A tiny island nation might have lost the battle against nuclear ‘giants’, but it could be an inspiration for some to fight for a safe world free from nuclear weapons.
Marshall Islands’, a small island country in the Pacific, fight against three nuclear powers - Britain, India and Pakistan - for their non-cooperation in nuclear disarmament, in the International Court of Justice got nipped in the bud, as the majority of the court ruled that it has no jurisdiction to deal with the ‘dispute’.
From 1946 to 1958, the Marshall Islands was the location of repeated nuclear weapons testing. The Marshall Islands Nuclear Claims Tribunal had awarded more than $2 billion in personal injury and land damage claims arising from the nuclear tests. Bikini Atoll, where the nuclear tests were conducted, is still reportedly unliveable. The country had acceded to the Non-Proliferation of Nuclear Weapons Treaty on 30 January 1995.
Before the international court, the country, which has less population than many cities in India, argued that though India has “frequently” reaffirmed in public statements its commitment to nuclear disarmament, it has, in fact, engaged in a course of conduct consisting of the “quantitative build-up” and the “qualitative improvement” of its nuclear arsenal.
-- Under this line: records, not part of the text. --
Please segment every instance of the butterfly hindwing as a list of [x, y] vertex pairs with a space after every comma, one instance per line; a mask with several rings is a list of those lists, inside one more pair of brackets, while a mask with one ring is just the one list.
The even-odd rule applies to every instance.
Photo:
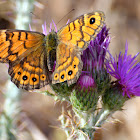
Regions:
[[26, 90], [40, 89], [51, 82], [51, 73], [45, 63], [45, 50], [39, 48], [25, 57], [19, 64], [10, 64], [11, 80], [20, 88]]
[[77, 81], [83, 67], [80, 55], [80, 52], [76, 52], [73, 48], [69, 49], [62, 42], [57, 46], [57, 63], [52, 75], [53, 84], [67, 81], [68, 85], [71, 85]]

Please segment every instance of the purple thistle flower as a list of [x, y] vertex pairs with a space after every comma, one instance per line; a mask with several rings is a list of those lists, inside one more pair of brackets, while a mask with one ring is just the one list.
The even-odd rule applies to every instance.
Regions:
[[32, 27], [31, 27], [31, 24], [29, 24], [29, 29], [30, 29], [30, 31], [33, 31], [33, 30], [32, 30]]
[[[57, 32], [57, 27], [53, 20], [52, 20], [52, 23], [54, 25], [55, 32]], [[46, 22], [44, 22], [44, 24], [42, 25], [43, 34], [45, 34], [46, 36], [52, 31], [52, 23], [50, 23], [49, 32], [47, 32]]]
[[123, 96], [140, 96], [140, 63], [137, 63], [136, 54], [134, 57], [127, 54], [128, 44], [125, 45], [125, 53], [120, 52], [115, 58], [110, 54], [110, 61], [107, 61], [107, 72], [115, 77], [121, 85]]
[[101, 70], [104, 65], [106, 51], [110, 43], [106, 26], [97, 35], [95, 40], [91, 41], [88, 48], [83, 52], [82, 61], [84, 70]]
[[108, 29], [103, 27], [97, 37], [83, 51], [83, 71], [70, 96], [72, 106], [77, 110], [91, 112], [96, 110], [99, 95], [109, 81], [109, 74], [104, 68], [105, 55], [110, 43]]
[[[101, 77], [102, 74], [106, 73], [106, 70], [104, 69], [104, 60], [110, 43], [108, 31], [109, 29], [104, 26], [95, 40], [91, 41], [88, 48], [83, 51], [83, 55], [81, 56], [83, 71], [78, 79], [78, 84], [80, 84], [81, 87], [84, 86], [87, 88], [88, 86], [91, 86], [91, 83], [93, 83], [95, 87], [95, 84], [97, 84], [96, 77]], [[93, 80], [92, 82], [91, 79]]]
[[81, 75], [78, 80], [78, 85], [80, 85], [81, 88], [89, 88], [94, 87], [94, 79], [90, 75]]

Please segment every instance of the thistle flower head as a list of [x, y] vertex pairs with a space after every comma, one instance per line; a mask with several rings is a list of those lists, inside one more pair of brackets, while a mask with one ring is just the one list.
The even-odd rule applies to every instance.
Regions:
[[[104, 68], [105, 55], [110, 43], [110, 36], [108, 35], [109, 29], [103, 27], [97, 37], [92, 40], [86, 50], [83, 51], [81, 56], [83, 61], [83, 71], [78, 79], [81, 87], [87, 88], [91, 86], [99, 86], [104, 79], [108, 79], [106, 70]], [[92, 87], [93, 87], [92, 85]]]
[[76, 83], [75, 92], [71, 95], [72, 105], [78, 110], [95, 110], [99, 95], [110, 82], [109, 74], [104, 68], [109, 43], [108, 29], [104, 26], [83, 51], [83, 71]]
[[107, 72], [117, 79], [123, 96], [140, 96], [140, 63], [136, 60], [138, 54], [132, 57], [127, 52], [126, 42], [124, 54], [120, 52], [116, 57], [110, 54], [110, 61], [106, 63]]
[[108, 31], [109, 29], [104, 26], [95, 40], [92, 40], [88, 48], [83, 52], [83, 70], [95, 71], [96, 69], [98, 71], [103, 68], [106, 51], [110, 43]]
[[82, 74], [77, 82], [78, 85], [82, 88], [94, 87], [94, 79], [91, 75]]

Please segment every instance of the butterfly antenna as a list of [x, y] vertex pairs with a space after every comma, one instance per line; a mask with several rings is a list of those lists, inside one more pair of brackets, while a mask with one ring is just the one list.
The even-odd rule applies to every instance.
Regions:
[[74, 11], [75, 9], [70, 10], [65, 16], [63, 16], [56, 25], [58, 25], [68, 14], [70, 14], [72, 11]]
[[40, 19], [39, 16], [35, 15], [33, 12], [30, 12], [30, 14], [34, 15], [36, 18]]

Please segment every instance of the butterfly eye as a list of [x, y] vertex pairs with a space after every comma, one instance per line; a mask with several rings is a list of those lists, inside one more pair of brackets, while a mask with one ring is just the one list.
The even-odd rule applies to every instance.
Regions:
[[93, 23], [95, 23], [95, 18], [90, 19], [90, 24], [93, 24]]
[[73, 73], [73, 71], [72, 71], [72, 70], [70, 70], [70, 71], [68, 72], [68, 75], [72, 75], [72, 73]]
[[74, 65], [73, 67], [76, 68], [76, 65]]

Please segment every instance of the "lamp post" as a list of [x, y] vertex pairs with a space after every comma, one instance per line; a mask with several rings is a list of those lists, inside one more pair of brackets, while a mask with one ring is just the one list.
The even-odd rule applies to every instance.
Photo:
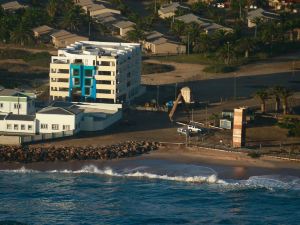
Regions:
[[236, 100], [236, 73], [233, 76], [233, 98]]
[[227, 65], [229, 64], [229, 41], [227, 41]]
[[159, 106], [159, 85], [157, 85], [157, 92], [156, 92], [156, 105]]

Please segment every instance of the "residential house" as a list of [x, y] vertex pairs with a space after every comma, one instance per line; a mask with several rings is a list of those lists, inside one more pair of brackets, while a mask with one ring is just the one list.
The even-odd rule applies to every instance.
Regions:
[[10, 1], [7, 3], [1, 4], [2, 8], [6, 11], [16, 11], [19, 9], [27, 8], [27, 5], [22, 5], [18, 1]]
[[260, 19], [262, 21], [269, 21], [269, 20], [279, 20], [279, 14], [268, 12], [262, 8], [258, 8], [256, 10], [252, 10], [248, 12], [247, 21], [248, 27], [255, 27], [255, 19]]
[[223, 30], [225, 32], [233, 32], [233, 29], [229, 27], [224, 27], [220, 24], [216, 24], [212, 20], [201, 18], [199, 16], [196, 16], [193, 13], [185, 14], [183, 16], [178, 16], [175, 19], [178, 21], [182, 21], [186, 24], [196, 23], [203, 29], [203, 31], [206, 34], [211, 34], [218, 30]]
[[88, 41], [88, 37], [72, 34], [66, 30], [59, 30], [50, 35], [52, 37], [52, 43], [56, 48], [65, 48], [77, 41]]
[[119, 35], [121, 37], [126, 37], [127, 32], [134, 29], [135, 23], [131, 21], [121, 20], [112, 24], [112, 26], [115, 29], [116, 35]]
[[108, 8], [104, 4], [95, 4], [92, 0], [74, 0], [75, 4], [80, 5], [86, 14], [88, 14], [91, 17], [97, 17], [98, 15], [101, 15], [103, 13], [115, 13], [115, 14], [121, 14], [120, 10]]
[[35, 113], [35, 94], [15, 89], [0, 90], [0, 113], [31, 115]]
[[173, 2], [171, 4], [162, 5], [158, 10], [158, 16], [162, 19], [170, 18], [175, 16], [178, 8], [181, 7], [178, 2]]
[[120, 19], [120, 16], [118, 14], [107, 12], [95, 16], [94, 19], [97, 23], [112, 27], [111, 25], [116, 23]]
[[53, 31], [55, 31], [55, 29], [47, 25], [42, 25], [32, 29], [35, 38], [40, 38], [43, 35], [50, 35]]
[[148, 33], [142, 43], [143, 49], [152, 54], [184, 54], [186, 52], [185, 45], [167, 39], [157, 31]]
[[300, 41], [300, 28], [290, 30], [287, 35], [291, 41]]
[[299, 4], [300, 0], [268, 0], [268, 3], [274, 10], [287, 10], [294, 4]]

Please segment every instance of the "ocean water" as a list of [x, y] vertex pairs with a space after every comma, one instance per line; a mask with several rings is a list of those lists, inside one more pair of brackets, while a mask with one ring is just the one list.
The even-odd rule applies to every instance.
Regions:
[[[0, 170], [0, 224], [300, 224], [300, 179], [160, 161]], [[9, 224], [9, 223], [7, 223]]]

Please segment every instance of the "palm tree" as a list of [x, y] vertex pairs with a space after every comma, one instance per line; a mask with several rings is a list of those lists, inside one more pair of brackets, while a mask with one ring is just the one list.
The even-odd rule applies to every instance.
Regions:
[[238, 41], [236, 50], [244, 52], [244, 57], [248, 58], [249, 53], [254, 49], [254, 42], [252, 38], [245, 37]]
[[282, 92], [283, 87], [275, 86], [271, 89], [270, 93], [275, 97], [275, 112], [280, 110], [280, 93]]
[[62, 26], [70, 31], [78, 31], [83, 25], [86, 15], [79, 5], [73, 6], [65, 13], [62, 21]]
[[258, 30], [258, 27], [260, 27], [260, 25], [262, 23], [262, 19], [259, 17], [255, 17], [251, 22], [255, 23], [254, 37], [257, 38], [257, 30]]
[[138, 42], [145, 39], [144, 31], [139, 29], [137, 26], [133, 30], [130, 30], [126, 34], [126, 39], [132, 42]]
[[260, 110], [262, 113], [266, 112], [266, 101], [269, 97], [269, 93], [266, 91], [266, 89], [259, 90], [255, 93], [255, 96], [260, 100]]
[[289, 112], [288, 100], [293, 95], [293, 92], [287, 88], [281, 88], [279, 95], [282, 101], [283, 114], [286, 115]]
[[49, 15], [49, 17], [51, 18], [51, 20], [54, 20], [54, 17], [57, 14], [58, 11], [58, 1], [57, 0], [50, 0], [48, 5], [47, 5], [47, 13]]
[[24, 46], [33, 40], [33, 33], [27, 26], [20, 23], [13, 31], [11, 31], [10, 39], [12, 42]]

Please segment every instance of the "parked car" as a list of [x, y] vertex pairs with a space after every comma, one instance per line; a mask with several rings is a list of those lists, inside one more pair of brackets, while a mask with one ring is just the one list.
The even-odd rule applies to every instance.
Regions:
[[195, 125], [188, 125], [188, 129], [192, 133], [201, 133], [202, 132], [202, 129], [200, 129], [199, 127], [196, 127]]
[[179, 134], [188, 135], [190, 133], [190, 130], [187, 128], [184, 128], [184, 127], [180, 127], [180, 128], [177, 128], [177, 132]]

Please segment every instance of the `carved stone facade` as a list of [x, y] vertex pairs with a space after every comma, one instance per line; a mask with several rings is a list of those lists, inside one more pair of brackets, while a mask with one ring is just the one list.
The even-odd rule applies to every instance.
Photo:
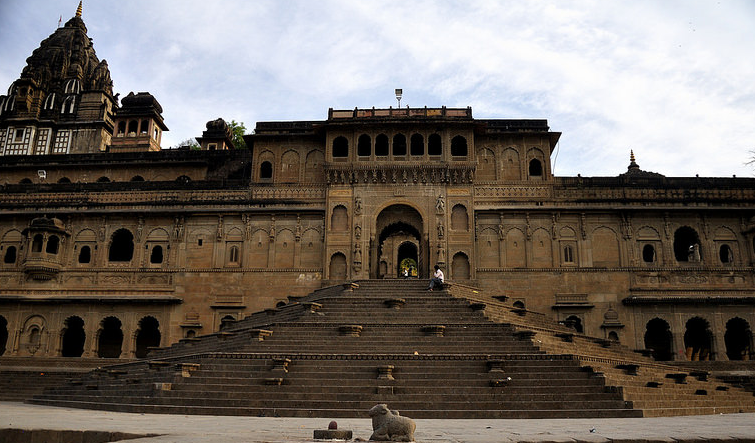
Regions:
[[[140, 356], [289, 296], [405, 269], [427, 278], [438, 263], [451, 282], [659, 359], [752, 357], [753, 179], [667, 178], [633, 156], [617, 177], [554, 177], [547, 121], [470, 108], [260, 122], [247, 150], [214, 120], [202, 150], [150, 152], [162, 109], [130, 96], [140, 117], [125, 143], [129, 100], [112, 98], [85, 32], [80, 16], [58, 29], [2, 98], [5, 355]], [[51, 49], [69, 34], [81, 45]], [[79, 92], [66, 95], [69, 80]], [[55, 106], [76, 97], [74, 120], [87, 94], [104, 111], [67, 155], [31, 155], [58, 153], [31, 147], [69, 123], [42, 118], [53, 93]]]

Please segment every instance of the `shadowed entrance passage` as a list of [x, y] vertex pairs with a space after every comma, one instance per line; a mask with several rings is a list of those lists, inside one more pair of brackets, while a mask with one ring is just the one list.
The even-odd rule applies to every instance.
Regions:
[[422, 216], [416, 209], [403, 204], [383, 209], [376, 220], [377, 238], [370, 245], [370, 277], [402, 277], [405, 268], [412, 277], [426, 277], [422, 231]]

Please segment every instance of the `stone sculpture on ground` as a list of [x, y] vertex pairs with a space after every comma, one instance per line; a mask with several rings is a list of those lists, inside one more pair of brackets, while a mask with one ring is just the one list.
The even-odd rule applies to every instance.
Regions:
[[417, 425], [411, 418], [401, 417], [398, 411], [391, 411], [384, 403], [373, 406], [369, 414], [373, 430], [370, 440], [414, 441]]

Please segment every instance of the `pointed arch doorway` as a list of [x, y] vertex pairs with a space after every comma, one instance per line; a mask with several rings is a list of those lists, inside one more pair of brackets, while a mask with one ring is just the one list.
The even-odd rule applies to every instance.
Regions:
[[427, 240], [420, 213], [406, 204], [386, 207], [375, 219], [370, 278], [427, 277]]

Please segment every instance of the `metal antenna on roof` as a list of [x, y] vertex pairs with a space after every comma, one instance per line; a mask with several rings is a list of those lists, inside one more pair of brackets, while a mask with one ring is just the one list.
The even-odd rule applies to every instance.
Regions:
[[401, 96], [403, 95], [403, 89], [396, 89], [396, 100], [398, 100], [398, 107], [401, 107]]

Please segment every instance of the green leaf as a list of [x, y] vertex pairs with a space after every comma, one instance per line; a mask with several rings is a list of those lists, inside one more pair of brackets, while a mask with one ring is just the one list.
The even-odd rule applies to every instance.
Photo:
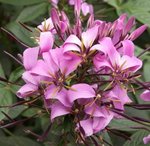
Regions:
[[[3, 87], [0, 88], [0, 93], [0, 106], [8, 106], [13, 103], [13, 95], [9, 90]], [[0, 108], [0, 120], [5, 118], [5, 115], [2, 113], [2, 111], [8, 114], [9, 108]]]
[[144, 63], [143, 69], [144, 69], [145, 81], [149, 82], [150, 81], [150, 60], [148, 60]]
[[5, 78], [5, 73], [4, 73], [1, 63], [0, 63], [0, 77]]
[[41, 3], [26, 7], [19, 14], [17, 21], [29, 22], [48, 12], [48, 3]]
[[9, 76], [9, 81], [15, 82], [17, 81], [23, 74], [23, 69], [22, 67], [18, 67], [15, 69]]
[[12, 32], [19, 40], [21, 40], [23, 43], [33, 47], [36, 46], [34, 43], [34, 40], [31, 39], [33, 37], [32, 32], [29, 32], [22, 26], [20, 26], [17, 22], [11, 22], [9, 23], [6, 28]]
[[131, 141], [128, 140], [123, 146], [148, 146], [149, 144], [143, 143], [143, 138], [148, 134], [148, 131], [139, 130], [131, 136]]
[[0, 145], [1, 146], [43, 146], [42, 144], [36, 141], [21, 136], [1, 137]]
[[14, 118], [18, 117], [26, 108], [27, 108], [27, 106], [24, 106], [24, 105], [12, 107], [12, 108], [10, 108], [8, 115], [12, 119], [14, 119]]
[[102, 137], [103, 137], [103, 139], [104, 139], [105, 141], [107, 141], [109, 144], [112, 145], [112, 140], [111, 140], [111, 138], [110, 138], [110, 136], [109, 136], [109, 134], [108, 134], [107, 131], [104, 131], [104, 132], [102, 133]]
[[27, 110], [25, 110], [22, 113], [22, 116], [24, 116], [24, 117], [31, 117], [31, 116], [37, 114], [40, 111], [41, 110], [39, 108], [28, 108]]
[[140, 124], [137, 124], [133, 121], [127, 120], [127, 119], [113, 119], [109, 126], [114, 129], [119, 129], [122, 131], [135, 131], [137, 129], [132, 129], [130, 127], [134, 126], [141, 126]]
[[0, 2], [11, 5], [32, 5], [45, 2], [46, 0], [0, 0]]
On the other hand, India, though expressed its support for nuclear disarmament and reiterated its commitment to the complete elimination of nuclear weapons in a “time-bound, universal, non-discriminatory, phased and verifiable manner”, contended that the applicant-country has failed to show that, at the time of the filing of the Application, there was a legal dispute between the parties with respect to an alleged failure to pursue negotiations in good faith towards nuclear disarmament.
The court noted that the island country, by virtue of the suffering which its people endured as a result of it being used as a site for extensive nuclear testing programmes, has special reasons for concern about nuclear disarmament. But that fact does not remove the need to establish that the conditions for the court’s jurisdiction are met, it said. The court, by nine votes to seven, upheld the objection to jurisdiction raised by India, based on the absence of a dispute between the parties.